19
Jul 12

Open Data and Privacy: Two Sides of the Same Coin

I’ve written on open data and privacy before here and here. The release of large amounts of public open data require a serious analysis of the privacy-risks. The more data that is out there, the easier it becomes to de-anonymize and de-aggregate the data. Think first, then act. In the Netherlands, a serious analysis of the impact of open data policy on privacy is still lacking.

In the UK, there seems to be a greater awareness of how the release of large amounts of public data could have a negative effect on privacy. Information commissioner Christopher Graham on the issue:

The Information Commissioner’s Office (ICO) has been closely engaged with the Cabinet Office in its work on this, Graham says. And he is glad that the ICO’s role is being recognised and some of the areas where it believes caution is required are being addressed.

They include the anonymisation of data where, Graham says, there is a lot of work still to be done. His office is currently consulting on a draft code of practice on anonymisation and it is tendering for a contract to set up a ‘good practice network’ for anonymisation, intended to develop expertise and spread good practice.
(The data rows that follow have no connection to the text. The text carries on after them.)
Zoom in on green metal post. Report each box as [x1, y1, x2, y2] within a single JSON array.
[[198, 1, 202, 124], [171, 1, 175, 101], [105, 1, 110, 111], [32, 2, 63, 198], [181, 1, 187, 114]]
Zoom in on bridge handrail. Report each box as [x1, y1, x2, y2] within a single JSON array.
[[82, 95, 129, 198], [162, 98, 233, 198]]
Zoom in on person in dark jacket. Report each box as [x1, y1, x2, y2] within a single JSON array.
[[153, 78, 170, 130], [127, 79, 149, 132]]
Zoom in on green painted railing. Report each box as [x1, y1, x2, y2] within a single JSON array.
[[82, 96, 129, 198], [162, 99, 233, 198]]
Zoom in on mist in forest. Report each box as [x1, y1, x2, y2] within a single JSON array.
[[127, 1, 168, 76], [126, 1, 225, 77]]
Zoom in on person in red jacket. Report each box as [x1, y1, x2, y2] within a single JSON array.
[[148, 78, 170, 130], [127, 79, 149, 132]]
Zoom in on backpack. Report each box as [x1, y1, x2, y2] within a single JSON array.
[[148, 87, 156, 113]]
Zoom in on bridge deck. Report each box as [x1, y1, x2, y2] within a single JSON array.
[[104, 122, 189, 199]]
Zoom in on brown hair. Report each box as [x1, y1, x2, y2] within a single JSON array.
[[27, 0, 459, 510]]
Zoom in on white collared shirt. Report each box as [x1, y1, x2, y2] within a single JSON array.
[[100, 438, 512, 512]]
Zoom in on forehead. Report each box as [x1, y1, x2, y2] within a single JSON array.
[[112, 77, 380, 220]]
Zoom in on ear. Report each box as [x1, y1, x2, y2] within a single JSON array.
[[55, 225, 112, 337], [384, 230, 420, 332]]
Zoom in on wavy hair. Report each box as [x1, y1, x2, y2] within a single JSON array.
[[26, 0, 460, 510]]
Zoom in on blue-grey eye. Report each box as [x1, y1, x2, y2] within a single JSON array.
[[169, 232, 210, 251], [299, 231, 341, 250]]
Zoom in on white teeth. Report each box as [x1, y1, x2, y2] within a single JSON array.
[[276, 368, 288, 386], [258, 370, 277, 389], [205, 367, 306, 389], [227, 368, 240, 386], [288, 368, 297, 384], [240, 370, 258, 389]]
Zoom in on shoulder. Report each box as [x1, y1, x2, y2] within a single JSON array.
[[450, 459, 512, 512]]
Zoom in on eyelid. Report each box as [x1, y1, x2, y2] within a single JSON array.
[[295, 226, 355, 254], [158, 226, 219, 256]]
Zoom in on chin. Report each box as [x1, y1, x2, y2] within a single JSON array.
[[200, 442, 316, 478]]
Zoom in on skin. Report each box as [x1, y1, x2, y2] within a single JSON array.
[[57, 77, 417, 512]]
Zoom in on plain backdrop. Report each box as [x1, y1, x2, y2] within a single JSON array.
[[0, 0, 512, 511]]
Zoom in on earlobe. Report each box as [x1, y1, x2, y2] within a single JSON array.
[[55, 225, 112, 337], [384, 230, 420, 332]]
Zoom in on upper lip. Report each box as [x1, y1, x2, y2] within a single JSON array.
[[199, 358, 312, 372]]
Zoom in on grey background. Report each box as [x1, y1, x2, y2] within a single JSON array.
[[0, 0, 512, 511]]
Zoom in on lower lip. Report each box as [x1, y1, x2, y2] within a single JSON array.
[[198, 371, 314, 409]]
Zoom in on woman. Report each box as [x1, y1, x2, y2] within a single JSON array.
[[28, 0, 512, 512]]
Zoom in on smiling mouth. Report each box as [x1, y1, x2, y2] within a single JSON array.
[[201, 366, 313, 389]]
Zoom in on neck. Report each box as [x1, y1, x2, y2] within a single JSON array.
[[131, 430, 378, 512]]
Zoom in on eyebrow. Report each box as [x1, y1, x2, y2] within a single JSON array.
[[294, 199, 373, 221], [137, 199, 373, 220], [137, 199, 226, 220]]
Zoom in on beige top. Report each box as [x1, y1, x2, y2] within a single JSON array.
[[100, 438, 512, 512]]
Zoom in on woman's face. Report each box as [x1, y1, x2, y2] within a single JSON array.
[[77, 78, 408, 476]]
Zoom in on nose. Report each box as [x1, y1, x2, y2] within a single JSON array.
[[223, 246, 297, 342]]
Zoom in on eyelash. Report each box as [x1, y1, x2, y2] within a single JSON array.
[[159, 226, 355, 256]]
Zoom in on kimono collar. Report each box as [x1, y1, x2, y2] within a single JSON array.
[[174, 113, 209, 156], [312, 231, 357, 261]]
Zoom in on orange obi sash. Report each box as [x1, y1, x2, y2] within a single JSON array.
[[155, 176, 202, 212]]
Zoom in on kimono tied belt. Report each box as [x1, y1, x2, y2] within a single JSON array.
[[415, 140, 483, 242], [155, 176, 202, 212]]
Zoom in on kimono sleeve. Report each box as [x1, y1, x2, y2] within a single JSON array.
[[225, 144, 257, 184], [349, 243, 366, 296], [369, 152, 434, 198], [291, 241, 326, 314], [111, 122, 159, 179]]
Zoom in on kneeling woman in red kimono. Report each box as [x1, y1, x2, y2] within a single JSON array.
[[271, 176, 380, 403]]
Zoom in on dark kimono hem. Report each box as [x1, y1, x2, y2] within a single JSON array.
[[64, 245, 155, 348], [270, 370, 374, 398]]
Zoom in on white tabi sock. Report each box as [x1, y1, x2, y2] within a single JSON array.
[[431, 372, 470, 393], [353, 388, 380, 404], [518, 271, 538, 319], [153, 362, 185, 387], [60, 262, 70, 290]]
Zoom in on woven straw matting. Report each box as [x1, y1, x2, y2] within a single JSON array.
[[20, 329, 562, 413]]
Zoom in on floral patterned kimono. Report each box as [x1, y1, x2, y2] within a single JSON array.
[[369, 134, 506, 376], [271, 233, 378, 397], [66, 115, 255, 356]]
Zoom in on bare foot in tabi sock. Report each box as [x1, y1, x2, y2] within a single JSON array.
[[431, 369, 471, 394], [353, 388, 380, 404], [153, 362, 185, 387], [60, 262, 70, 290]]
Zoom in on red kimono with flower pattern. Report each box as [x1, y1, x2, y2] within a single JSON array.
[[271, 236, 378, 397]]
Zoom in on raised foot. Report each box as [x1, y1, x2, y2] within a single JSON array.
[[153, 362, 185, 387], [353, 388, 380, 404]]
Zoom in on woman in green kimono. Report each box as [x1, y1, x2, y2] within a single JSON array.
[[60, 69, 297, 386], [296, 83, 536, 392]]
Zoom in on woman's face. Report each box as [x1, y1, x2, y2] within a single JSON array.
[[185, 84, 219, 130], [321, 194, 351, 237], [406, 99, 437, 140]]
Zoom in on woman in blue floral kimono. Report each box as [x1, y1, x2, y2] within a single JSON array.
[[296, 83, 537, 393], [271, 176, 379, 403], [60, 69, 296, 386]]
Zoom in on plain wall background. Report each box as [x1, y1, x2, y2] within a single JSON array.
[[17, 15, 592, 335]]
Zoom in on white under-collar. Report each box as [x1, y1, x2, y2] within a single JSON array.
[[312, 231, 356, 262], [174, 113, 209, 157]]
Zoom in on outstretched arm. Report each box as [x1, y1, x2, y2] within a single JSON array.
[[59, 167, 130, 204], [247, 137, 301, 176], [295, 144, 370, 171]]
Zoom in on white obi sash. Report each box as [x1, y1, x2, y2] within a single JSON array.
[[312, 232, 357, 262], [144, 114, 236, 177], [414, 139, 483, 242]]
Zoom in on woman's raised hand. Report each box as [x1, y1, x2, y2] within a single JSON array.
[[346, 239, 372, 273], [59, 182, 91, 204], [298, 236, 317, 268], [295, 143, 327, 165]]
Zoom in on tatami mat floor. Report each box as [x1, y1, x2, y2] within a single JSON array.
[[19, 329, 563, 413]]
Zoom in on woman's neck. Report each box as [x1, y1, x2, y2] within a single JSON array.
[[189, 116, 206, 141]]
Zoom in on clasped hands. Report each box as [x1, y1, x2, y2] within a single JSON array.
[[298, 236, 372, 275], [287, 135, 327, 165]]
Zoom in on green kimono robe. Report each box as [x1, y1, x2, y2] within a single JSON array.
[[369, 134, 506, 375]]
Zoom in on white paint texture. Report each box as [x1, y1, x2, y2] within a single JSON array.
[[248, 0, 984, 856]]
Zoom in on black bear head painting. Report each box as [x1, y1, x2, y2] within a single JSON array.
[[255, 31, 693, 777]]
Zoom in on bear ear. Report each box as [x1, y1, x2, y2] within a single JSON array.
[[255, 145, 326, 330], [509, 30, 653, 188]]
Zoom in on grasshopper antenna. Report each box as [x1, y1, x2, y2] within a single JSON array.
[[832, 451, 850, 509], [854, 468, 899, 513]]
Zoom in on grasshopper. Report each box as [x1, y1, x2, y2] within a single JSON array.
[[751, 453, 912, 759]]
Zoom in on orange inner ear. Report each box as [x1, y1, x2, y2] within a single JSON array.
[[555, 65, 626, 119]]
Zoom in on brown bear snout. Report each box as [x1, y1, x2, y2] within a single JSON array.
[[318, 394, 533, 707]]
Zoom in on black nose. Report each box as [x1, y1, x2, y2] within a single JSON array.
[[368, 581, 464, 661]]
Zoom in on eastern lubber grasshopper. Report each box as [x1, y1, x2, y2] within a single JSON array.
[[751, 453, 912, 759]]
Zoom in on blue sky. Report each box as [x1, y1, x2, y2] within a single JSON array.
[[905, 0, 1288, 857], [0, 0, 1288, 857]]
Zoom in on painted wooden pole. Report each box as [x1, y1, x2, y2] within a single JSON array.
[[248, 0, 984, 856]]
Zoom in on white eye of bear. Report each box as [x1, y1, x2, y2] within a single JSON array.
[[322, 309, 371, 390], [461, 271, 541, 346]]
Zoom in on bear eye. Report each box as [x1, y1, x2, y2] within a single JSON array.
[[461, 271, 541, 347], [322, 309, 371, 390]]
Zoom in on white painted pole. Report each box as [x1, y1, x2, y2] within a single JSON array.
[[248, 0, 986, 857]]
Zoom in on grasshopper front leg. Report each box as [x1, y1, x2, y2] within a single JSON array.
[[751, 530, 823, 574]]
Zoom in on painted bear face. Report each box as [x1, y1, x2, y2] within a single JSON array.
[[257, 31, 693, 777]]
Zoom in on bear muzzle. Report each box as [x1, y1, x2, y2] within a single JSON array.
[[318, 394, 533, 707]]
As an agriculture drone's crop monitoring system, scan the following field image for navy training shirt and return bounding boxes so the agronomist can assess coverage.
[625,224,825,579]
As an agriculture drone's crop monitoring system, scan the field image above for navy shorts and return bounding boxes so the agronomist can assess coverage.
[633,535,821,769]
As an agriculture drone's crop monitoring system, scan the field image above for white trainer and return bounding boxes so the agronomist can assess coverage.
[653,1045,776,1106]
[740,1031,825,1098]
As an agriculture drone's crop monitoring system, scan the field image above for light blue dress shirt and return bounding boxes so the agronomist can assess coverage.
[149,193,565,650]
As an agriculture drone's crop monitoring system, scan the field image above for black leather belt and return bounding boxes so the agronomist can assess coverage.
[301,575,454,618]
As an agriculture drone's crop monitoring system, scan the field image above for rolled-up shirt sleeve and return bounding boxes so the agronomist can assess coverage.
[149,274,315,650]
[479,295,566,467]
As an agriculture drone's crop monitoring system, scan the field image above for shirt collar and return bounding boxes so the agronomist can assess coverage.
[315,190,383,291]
“It’s important to get this right, because there’s a view that anonymisation is a mirage, and that through two bits of information you can always work out who the individual is,” Graham says.

“We think that concern is overdone, in the sense that where things have gone wrong, research shows that it’s because a basic step hasn’t been taken.” (Source: The Guardian)

This greater awareness can be explained partly by the fact that in the UK, the promotion of access to official information and protection of personal information are both tasks of the Information Commissioner’s Office, whereas in the Netherlands, these tasks are separated. Freedom of information and open data are promoted by the the Ministry of the Interior, and data protection is a task of the Dutch Data Protection Agency.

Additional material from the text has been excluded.